Öncelikle bunları yazmak istedim. Çünkü yazdıklarımdan ev hanımlarının yaptığı işi küçümsediğimin anlaşılmasını istemem. Dediğim gibi kadınların yaptığı iş genel olarak ücretsiz veya görünmez emek olarak adlandırılır. Çünkü kapitalist sistemde bir karşılığı yoktur. Kadın aynı zamanda çalışma yaşamında yer almazsa ücreti olmaz, emeklilik sistemine dahil olmaz ve ne yazık ki bu durum kadını güçsüz kılar. Ev içinde gösterdiği emek değer görmediği için "koca parası yiyor" olur, kendine ait bir geliri olmadığı için eşinden para istemek zorunda kalır, "eve ekmek getiren kişi" olduğu için evlilik birliği içinde alınan kararlardan isteklerine kadar önem taşıyan kişi erkek olur ve eğer evlilik yolunda gitmezse hayatını devam ettirecek mali gücü olmadığı için evliliğe devam etmek zorunda kalır. Zaten "hergün işe gitmek yerine kadınlar eviyle ilgilensin, nazik-yumuşak doğasıyla hem evde hem işte yıpranmasın, çocuğuna tüm zamanını ayırabilsin, evinde huzurla yaşasın" nidalarıyla kadını çalışma yaşamından uzak tutmaya çalışanlar da kadını tam da böyle gerektiğinde çıkıp gidemeyecek ve evin reisi olan erkeğe karşı gelemeyecek konumda bir yerde tutmak isterler. Kadının olabildiğince doğurmasını destekleyen kürtaj ve korunma karşıtı düşünceler de aynı ideoloji ile hareket eder. Bu nedenle kendi hayatının kontrolüne sahip olmak isteyen kadınların çalışması gereklidir. Çalışma hayatına girebilmek ve emeğinin karşılığını alabilmek için kadınların yüzyıllar süren mücadelesi de bu nedenlerle ortaya çıkmıştır.

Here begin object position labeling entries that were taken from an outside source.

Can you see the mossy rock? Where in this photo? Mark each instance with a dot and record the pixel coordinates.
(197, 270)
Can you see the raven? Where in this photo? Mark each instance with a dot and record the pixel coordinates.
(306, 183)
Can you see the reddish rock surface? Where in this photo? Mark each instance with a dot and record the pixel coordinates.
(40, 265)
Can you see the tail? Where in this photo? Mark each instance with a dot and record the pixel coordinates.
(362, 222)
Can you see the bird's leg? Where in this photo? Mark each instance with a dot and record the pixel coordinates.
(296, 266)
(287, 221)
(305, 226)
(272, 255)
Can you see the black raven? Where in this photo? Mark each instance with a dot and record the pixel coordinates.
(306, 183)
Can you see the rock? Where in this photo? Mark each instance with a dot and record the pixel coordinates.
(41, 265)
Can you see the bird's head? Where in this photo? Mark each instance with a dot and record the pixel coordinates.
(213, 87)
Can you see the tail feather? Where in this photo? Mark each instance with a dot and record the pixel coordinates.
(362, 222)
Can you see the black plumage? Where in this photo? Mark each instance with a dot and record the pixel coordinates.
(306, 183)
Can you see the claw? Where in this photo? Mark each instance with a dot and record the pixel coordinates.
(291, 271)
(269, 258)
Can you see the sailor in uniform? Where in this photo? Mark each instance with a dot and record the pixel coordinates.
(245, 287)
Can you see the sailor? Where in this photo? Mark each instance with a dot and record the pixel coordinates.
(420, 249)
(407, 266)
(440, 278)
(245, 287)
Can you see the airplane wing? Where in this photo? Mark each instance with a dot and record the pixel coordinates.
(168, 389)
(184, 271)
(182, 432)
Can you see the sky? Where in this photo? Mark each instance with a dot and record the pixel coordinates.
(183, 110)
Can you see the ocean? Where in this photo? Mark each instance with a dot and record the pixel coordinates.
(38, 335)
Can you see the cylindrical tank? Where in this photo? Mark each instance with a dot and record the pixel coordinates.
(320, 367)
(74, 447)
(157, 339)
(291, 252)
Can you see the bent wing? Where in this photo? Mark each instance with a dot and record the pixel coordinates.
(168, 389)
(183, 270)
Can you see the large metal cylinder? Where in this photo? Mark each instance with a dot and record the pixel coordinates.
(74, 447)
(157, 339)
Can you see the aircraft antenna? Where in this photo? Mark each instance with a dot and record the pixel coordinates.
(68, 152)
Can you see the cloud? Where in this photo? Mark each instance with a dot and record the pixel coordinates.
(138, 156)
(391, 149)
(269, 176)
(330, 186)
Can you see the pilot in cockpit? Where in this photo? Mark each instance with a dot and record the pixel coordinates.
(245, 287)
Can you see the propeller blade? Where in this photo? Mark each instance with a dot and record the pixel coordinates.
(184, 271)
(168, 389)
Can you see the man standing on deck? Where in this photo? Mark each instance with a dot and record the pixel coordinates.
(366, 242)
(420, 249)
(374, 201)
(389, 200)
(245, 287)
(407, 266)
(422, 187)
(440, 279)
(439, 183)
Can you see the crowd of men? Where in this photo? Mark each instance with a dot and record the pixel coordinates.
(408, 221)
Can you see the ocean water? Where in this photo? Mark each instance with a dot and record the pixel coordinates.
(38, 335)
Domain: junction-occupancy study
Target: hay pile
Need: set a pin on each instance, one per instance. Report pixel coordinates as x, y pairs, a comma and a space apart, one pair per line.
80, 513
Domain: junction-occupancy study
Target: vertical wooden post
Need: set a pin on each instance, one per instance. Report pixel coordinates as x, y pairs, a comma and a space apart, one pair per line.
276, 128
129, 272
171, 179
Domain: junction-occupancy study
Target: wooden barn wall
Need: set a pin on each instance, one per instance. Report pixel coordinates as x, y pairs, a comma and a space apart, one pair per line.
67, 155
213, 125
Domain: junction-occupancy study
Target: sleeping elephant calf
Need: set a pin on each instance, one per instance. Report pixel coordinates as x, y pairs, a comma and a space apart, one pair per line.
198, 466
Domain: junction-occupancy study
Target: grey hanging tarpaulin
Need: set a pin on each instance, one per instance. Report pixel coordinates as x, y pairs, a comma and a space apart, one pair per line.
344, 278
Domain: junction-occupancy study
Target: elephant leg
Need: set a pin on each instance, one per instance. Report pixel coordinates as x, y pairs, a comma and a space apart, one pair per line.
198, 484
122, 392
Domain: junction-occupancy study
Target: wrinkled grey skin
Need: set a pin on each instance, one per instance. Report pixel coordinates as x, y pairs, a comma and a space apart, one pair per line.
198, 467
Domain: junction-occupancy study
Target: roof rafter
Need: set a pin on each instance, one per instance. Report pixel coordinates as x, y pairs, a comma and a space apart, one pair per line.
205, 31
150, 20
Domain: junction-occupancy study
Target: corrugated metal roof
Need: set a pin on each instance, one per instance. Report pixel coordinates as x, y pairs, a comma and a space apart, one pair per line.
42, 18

Konu özelindeyse kaonu sahibesi eşiyle konuşmuş. Eşinin bu konuda bir sorunu yok, geleceğe ilişkin endişeleri de yoksa "kendi kararı" deyip saygı duymak gerekir diye düşünüyorum. Bence her kadın çalışmalıdır ancak ilişkisi içinde kendini güvende hissedip ev hanımı olmayı tercih eden kadınların da yetişkin her insan gibi kararlarına saygı gösterilmelidir. Her kararın bir bedeli vardır ve hangi bedeli ödemek istediğine karar vermek de kişinin hakkıdır sonuç olarak.